The patient describes it as a troublesome feeling of difficulty to breath, that forces him to breath in with a greater muscle effort, in order to expand the chest cavity and be able to take out the air from the lungs.
The fatigue of the respiratory muscles causes a feeling of “chest tightening”.
The cause of dyspnea can be pulmonary, cardiac, circulatory, chemical, central, psychogenic, and paroxysmal nocturnal.
Patients with dyspnea of restrictive origin are usually well while resting, but suffer very acute dyspnea when performing physical exercise, approaching ventilation to the limit of their respiratory capacity.
In obstructive dyspnea, the increased ventilatory effort induces the appearance of dyspnea still at rest, and breathing is very hard and slow, particularly when breathing out.
For permitting driving, the severity of dyspnea is assessed, or if dyspnea can arise suddenly in a patient previously asymptomatic.
Advice on Dyspnea
- The patient who may suffer paroxysmal dyspnea of respiratory origin due to his disease, but knows how to recognize the onset of dyspnea and adopt the appropriate measures not to have an accident, can drive.
- There are unexpected urgent situations that originate dyspnea such as pneumothorax, and, if the patient is not warned, all that he can do is park the car immediately in a safe area and ask for help.
- The patient with dyspnea cannot drive.
Advice on Pulmonary ventilation
The patient with dyspnea must not drive.
All pulmonary conditions associated with dyspnea are disabling for driving, and the physician should warn the patient about it.
The patient where the treatment can balance ventilatory function without dyspnea can always drive provided the physician considers it appropriate and reports favorably about it.
The disease causing paroxysmal dyspnea is disabling for driving, since the driver loses suddenly the control of the car, with risk of accident.
If the patient learns to know his situation, knows how to control it from the start and the treatment stabilizes the clinical progression, he can drive as long the physician indicates it.
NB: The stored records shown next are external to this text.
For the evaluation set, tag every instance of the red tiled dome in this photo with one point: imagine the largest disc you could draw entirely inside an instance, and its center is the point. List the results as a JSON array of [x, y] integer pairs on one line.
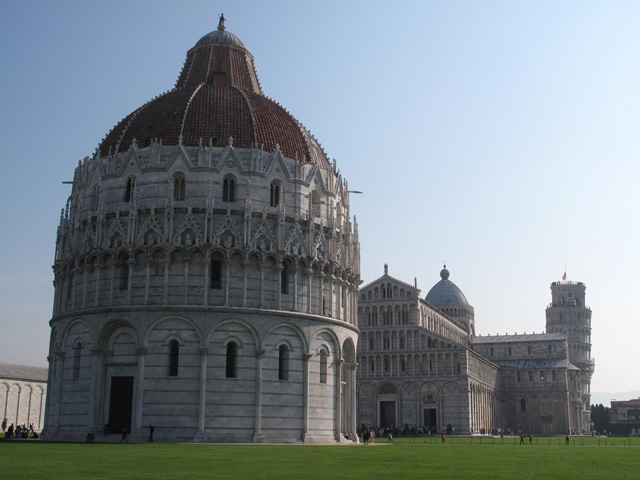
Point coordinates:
[[217, 96]]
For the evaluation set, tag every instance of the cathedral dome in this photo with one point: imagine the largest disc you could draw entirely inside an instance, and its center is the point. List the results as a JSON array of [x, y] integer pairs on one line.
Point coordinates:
[[445, 292], [217, 101]]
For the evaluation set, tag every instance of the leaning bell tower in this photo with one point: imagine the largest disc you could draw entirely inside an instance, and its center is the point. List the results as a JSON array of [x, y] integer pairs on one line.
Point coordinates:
[[569, 314]]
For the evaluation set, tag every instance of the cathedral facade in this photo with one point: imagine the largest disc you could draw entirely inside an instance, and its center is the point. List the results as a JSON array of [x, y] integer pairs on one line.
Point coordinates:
[[422, 365], [206, 272]]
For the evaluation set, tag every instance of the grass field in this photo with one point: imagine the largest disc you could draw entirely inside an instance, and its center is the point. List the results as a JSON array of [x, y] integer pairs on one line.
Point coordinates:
[[402, 460]]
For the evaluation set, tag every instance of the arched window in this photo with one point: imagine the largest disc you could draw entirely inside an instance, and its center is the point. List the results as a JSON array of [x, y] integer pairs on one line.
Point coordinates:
[[317, 203], [131, 187], [229, 190], [323, 366], [174, 357], [232, 360], [284, 279], [216, 274], [77, 354], [274, 198], [283, 363], [179, 186], [95, 197], [123, 282]]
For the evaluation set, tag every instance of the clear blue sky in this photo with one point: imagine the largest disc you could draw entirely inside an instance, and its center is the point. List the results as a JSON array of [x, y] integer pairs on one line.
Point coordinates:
[[500, 136]]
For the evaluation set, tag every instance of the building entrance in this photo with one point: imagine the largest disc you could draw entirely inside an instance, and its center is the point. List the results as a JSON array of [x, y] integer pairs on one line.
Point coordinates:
[[387, 414], [120, 403], [430, 418]]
The driver starting with dyspnea should park the car as soon as possible without forcing driving, and follow the recommendations given by his physician in case of dyspnea in his specific disease.
If it does not improve, he cannot go to the emergency room driving, but he will ask for help and will wait calm and at rest, with the indications of his physician for the case of dyspnea.
It is advisable that drivers where ventilatory function disorders can occur from their disease take inside the car, in a visible place, the medical report with the treatment and recommendations, to provide them to the emergency services.